幸い命に別状はなく、足の骨折も後遺症は残らないそうだが、彼女の精神状態はすこぶる最悪だった。


なとりさんがやつれているのはこの前あったときに見て取れたが、どうやら私の見立てよりも彼女の心の裡は悲鳴を上げていたらしかった。
それもそのはずだろう。たまさんともちさんを他ならぬ自分自身が意図せず追い込んでしまっていたのだから。
加えてやりたいことをやれないストレス、周囲からの視線や批判。そして何より、“あの二人”が今この瞬間幸せそうに過ごしているという事実。


「あまり気負いすぎない方がいいですよ…なとりさんは悪くないんですから」


「…………はい」


「何か果物でも食べますか。
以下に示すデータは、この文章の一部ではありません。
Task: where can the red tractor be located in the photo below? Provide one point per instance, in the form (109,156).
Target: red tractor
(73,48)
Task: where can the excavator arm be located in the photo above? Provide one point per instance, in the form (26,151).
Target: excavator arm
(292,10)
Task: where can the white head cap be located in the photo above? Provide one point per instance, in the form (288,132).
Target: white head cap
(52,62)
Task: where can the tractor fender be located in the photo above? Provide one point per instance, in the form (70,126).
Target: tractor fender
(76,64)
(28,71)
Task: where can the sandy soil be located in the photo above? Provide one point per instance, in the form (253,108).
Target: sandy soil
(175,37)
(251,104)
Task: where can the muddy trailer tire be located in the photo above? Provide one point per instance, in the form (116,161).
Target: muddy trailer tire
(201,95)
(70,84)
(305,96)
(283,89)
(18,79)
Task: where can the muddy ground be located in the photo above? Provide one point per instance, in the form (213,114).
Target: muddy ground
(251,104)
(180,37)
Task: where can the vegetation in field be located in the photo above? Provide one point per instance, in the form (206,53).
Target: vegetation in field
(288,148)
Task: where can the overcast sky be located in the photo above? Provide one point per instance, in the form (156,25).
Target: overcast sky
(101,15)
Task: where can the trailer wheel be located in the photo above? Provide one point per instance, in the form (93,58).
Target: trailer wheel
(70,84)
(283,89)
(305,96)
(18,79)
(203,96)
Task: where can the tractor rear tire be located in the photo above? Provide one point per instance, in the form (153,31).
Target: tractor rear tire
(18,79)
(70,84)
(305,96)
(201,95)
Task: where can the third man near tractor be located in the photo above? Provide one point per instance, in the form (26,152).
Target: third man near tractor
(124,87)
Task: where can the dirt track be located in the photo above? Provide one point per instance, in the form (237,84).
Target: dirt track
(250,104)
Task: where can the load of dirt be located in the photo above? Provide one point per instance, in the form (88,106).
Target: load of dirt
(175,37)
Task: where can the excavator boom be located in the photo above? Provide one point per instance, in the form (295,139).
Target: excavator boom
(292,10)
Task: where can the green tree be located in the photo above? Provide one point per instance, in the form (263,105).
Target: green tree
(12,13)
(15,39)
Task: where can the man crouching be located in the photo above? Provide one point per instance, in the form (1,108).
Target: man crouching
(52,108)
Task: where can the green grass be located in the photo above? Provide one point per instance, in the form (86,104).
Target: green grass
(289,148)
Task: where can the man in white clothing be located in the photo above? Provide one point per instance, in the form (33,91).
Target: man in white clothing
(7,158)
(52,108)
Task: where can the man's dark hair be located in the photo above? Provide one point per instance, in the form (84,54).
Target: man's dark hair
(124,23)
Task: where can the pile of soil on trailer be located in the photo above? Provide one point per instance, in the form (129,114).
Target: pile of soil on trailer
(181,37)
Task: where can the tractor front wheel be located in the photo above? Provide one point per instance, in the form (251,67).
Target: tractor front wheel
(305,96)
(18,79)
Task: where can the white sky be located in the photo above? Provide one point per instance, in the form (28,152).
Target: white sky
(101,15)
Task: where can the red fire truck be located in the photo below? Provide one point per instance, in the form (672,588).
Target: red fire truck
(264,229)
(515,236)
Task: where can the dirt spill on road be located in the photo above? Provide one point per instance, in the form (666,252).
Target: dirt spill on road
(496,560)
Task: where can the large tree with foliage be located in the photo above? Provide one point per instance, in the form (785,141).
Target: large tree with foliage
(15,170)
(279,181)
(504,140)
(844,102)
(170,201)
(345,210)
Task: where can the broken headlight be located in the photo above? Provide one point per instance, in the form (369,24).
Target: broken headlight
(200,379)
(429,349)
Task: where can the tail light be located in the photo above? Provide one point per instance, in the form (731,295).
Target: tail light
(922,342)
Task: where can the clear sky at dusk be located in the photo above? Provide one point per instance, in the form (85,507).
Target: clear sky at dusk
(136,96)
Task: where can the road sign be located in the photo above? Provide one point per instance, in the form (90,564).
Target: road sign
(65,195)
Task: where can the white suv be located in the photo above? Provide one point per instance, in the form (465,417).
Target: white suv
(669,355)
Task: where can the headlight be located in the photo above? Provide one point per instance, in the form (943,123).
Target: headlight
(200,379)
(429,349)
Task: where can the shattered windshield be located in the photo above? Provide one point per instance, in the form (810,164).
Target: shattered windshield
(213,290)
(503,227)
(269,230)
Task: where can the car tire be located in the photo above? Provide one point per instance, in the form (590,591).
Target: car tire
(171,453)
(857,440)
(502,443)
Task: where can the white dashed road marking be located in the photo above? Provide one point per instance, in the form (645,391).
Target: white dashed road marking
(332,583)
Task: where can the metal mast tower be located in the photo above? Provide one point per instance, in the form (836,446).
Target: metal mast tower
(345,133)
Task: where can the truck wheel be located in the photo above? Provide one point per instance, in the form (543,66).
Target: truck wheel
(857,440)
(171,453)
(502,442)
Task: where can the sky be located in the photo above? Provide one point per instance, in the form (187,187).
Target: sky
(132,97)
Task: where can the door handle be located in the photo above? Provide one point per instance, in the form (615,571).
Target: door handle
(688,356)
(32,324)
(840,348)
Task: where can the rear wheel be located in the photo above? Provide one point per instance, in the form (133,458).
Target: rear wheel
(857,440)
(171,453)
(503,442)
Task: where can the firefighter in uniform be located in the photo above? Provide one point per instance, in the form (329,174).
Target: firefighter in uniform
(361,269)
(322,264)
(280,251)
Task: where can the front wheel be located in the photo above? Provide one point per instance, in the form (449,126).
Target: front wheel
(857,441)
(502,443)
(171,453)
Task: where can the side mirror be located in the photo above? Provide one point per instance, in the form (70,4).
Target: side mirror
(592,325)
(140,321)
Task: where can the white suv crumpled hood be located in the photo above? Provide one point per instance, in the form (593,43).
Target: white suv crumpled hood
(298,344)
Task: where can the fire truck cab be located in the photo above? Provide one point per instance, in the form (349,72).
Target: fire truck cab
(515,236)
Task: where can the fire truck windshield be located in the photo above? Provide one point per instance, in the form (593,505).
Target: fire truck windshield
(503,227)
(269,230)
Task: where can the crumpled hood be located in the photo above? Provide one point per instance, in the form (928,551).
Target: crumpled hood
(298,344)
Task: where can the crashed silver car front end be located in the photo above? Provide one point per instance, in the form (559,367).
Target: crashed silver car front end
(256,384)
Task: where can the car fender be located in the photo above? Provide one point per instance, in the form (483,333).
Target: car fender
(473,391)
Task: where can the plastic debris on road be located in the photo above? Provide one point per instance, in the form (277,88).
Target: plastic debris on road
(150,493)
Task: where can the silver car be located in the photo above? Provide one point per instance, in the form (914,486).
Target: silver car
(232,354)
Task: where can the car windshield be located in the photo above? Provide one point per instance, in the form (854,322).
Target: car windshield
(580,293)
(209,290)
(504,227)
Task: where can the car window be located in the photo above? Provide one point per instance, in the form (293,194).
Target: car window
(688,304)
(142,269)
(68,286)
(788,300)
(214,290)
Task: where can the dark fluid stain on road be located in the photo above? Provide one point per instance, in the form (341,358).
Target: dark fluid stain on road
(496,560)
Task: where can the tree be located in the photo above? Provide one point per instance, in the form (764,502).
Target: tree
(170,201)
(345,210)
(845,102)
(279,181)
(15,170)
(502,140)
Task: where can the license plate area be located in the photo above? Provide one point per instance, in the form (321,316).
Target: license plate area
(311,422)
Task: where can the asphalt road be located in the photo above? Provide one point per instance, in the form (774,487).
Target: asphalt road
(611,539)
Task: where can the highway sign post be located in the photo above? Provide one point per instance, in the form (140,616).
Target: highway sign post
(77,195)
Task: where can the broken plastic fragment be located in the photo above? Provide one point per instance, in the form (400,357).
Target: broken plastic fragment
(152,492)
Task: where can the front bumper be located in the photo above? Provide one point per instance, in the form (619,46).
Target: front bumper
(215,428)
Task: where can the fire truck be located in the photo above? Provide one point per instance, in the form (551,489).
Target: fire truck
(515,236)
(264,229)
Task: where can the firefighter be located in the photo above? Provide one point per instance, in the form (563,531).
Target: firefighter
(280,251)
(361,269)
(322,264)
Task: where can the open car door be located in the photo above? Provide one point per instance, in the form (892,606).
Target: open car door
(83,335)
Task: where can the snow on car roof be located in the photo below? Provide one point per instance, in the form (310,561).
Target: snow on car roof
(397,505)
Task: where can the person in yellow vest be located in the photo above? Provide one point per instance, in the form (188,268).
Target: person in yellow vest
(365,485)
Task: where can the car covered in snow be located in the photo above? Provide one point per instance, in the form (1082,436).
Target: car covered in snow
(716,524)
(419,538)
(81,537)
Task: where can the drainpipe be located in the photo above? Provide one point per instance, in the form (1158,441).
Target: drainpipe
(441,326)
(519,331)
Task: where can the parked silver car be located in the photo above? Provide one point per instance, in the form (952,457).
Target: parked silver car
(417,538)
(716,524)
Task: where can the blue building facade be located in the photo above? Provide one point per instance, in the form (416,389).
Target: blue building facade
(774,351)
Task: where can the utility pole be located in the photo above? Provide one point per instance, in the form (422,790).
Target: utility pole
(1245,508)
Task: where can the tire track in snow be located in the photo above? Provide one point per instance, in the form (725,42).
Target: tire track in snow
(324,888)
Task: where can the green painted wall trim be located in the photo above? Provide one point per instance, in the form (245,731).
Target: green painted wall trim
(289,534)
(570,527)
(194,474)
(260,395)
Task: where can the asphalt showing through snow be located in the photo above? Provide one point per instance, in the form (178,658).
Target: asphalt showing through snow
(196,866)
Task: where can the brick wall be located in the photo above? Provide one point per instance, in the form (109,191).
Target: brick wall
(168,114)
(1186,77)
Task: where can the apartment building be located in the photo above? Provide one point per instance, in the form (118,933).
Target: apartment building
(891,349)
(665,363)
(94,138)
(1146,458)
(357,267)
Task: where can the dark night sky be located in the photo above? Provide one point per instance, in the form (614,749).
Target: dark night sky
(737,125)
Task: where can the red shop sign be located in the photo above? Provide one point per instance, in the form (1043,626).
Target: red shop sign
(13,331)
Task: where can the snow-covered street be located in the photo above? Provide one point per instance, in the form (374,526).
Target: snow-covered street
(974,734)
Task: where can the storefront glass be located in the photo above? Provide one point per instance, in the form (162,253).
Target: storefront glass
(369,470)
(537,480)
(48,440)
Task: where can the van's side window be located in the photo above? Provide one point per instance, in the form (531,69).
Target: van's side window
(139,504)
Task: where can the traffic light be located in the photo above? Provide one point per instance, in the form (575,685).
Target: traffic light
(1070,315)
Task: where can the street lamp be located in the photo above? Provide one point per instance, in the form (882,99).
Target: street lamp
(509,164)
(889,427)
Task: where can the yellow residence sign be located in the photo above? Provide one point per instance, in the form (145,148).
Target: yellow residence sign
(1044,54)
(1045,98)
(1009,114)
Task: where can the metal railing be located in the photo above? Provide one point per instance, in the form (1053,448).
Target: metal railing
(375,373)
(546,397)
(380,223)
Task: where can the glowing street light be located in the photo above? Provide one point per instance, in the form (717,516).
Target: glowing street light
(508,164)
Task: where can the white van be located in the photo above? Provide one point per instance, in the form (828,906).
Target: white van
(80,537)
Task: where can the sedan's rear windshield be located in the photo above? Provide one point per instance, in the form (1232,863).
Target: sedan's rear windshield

といっても私は皮を剥くのは得意じゃないのでみかんかバナナの二択ですが」


「……はい」


私がたびたび様子を見にくるようになって三週間が経つが、彼女の空返事は未だ健在だった。
黒く凛としていた目は今や虚ろで眼窩から零れ落ちてしまいそうで、健康的な手足もすっかり筋張っていた。


────見ていられない。


居た堪れなくなって思わず病室を後にすると、メッセージの受信を知らせるバイブ音がした。
スマホのロック画面を開きメッセージを確認する。


いくみさんお久しぶり!
なとりんと最近連絡取れないんだけど機種変とかしたのかな?
何か聞いてない?


私は物事を切り離して考える癖がある。辛い出来事があっても感情と分けて考えられる。
そう自負していたし、事実今まではそう出来ていた。
けれど元同僚のその子のメッセージを見た途端、私の中にどうすることもできないどす黒い感情が湧き立った。


────あなたが遊び呆けている間、なとりさんがどんな気持ちだったか。


お門違いな怒りかもしれない。逆恨みかもしれない。
ただ呆然とその場に立ち尽くす私の体とは裏腹に、指先は慣れた手つきで早々とスマホの画面を叩く。


なとりさんなら亡くなられましたよ。
飛び降り自殺ですって。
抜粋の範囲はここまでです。